要は遊園地だ。こんな人も多い所にアジトなんてあるのかな……。皆を見ると、訝しげな表情をしている人が大半。
あ、夕弥の目がキラキラしてる。なんてったって遊園地だしね。あたしだって、エイリア学園のことが無かったら遊びたい。
とにもかくにも、何か手がかりが無いか分かれて捜索することになった。
早速女の子二人と行ってしまったしろ君は流石というかなんというか。モテるね。
「美波、よかったら一緒に行かないか?」
「でもここ結構広いみたいだし、バラバラに探した方がいいと思う」
「……それもそうだな。じゃあ、後でな」
「うん。後でね!」
「残念だったな、風丸」
「鬼道お前……音無はどうした?」
「……木暮と行ってしまった」
「そ、そっか。……一緒に行くか」
「……そうだな」
***
それにしても人が凄い。休みの日なのもあって、思ってた以上に混んでる。
アテもないのでひとまず端から端まで回るべく地図を眺めて、辺りをぶらつく。あ、売店。色々お土産売ってるな。このブレスレットかわいい。
「あれ?もしかして雷門中?」
「そうだけど……なんですか?」
「試合中継見たんだよ。俺達もサッカーやってるからさ!」
「宇宙人と戦ってんだろ?女の子なのに凄いよなあ」
「ありがとうございます」
「一人?よかったら俺達と回ろうぜ」
「お断りします」
話しかけてきたのはなんというか……チャラい?雰囲気でいかにも不良って感じの人達。関わったら駄目そうな。
嫌な時はハッキリ嫌だって言うんだぞ!という守兄の教え通りに言うと、不良の顔が一瞬歪んだ。

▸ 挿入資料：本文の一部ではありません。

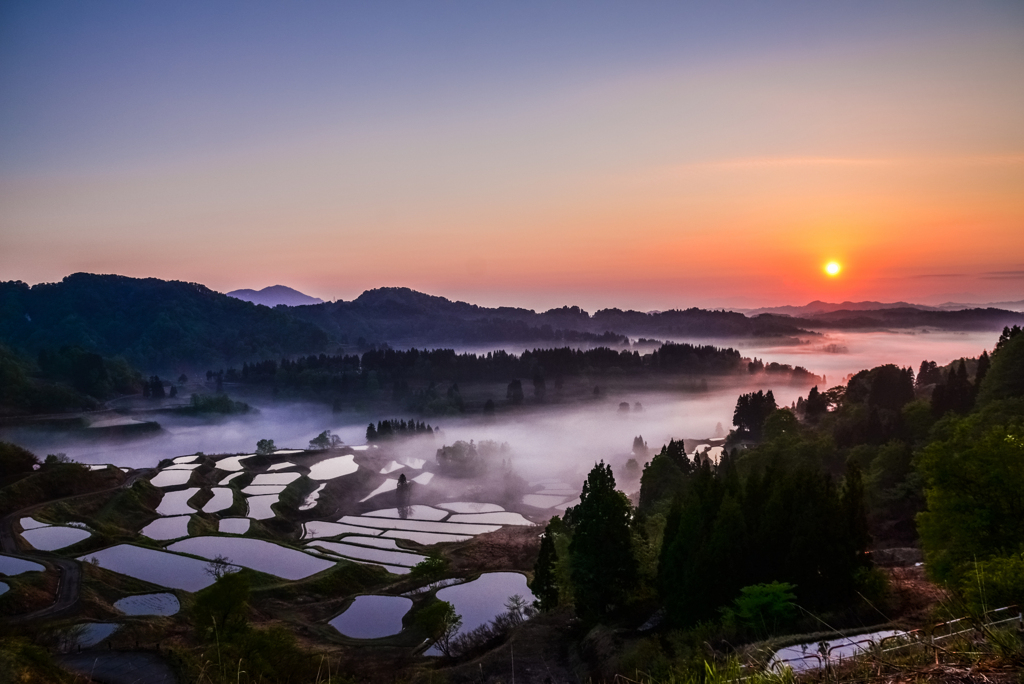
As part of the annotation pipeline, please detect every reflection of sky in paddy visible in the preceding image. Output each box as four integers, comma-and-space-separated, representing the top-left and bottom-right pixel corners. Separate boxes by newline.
157, 486, 199, 515
114, 594, 181, 615
79, 538, 229, 592
167, 537, 334, 580
425, 572, 536, 655
22, 525, 90, 551
330, 596, 413, 639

かと思ったらニヤニヤと笑いだした。何が面白いのかさっぱりだけどこのままいたらまずい気がする。
逃げるべくちょっとずつ後退ってたら急に距離を詰めて手を伸ばされた。ヤバい。と思ったら横から伸びてきた手がその腕を掴んだ。
「そういうの、格好悪いからやめなよ」
「な、何だテメェ!」
「この子の連れだよ」
「ひ、ヒロト!?」
割って入ってきたのはまさかのヒロト君だった。何でここに!?何しに来た!?
……エイリア学園のヒロト君がいる。つまり、ナニワランドには、本当にエイリア学園のアジトがあるのかもしれない。
ちなみになおも突っかかってきた不良は不機嫌そうなヒロト君の一睨みで退散した。凄いなヒロト君は。
お礼を言って何でいるかも聞いたら「観光かな」と……。適当な返事過ぎて返す言葉もないんだけど、わかってて言ってる気がする。
「ヒロト君遊園地好きなの?」
「初めて来たからよくわからないや」
「え」
さっきとは違う理由で言葉が出て来なくなる。お日さま園で育ったヒロト君との育ちの違いをまざまざと突き付けられて、気まずくなって視線を斜め上に向けた。あ、あの雲うさぎみたい。
どうしよう。ヒロト君は雷門は大阪に来るって情報を得て様子を見に来たのかな。そもそもエイリア学園のヒロト君と一緒じゃ探そうにも探せないし。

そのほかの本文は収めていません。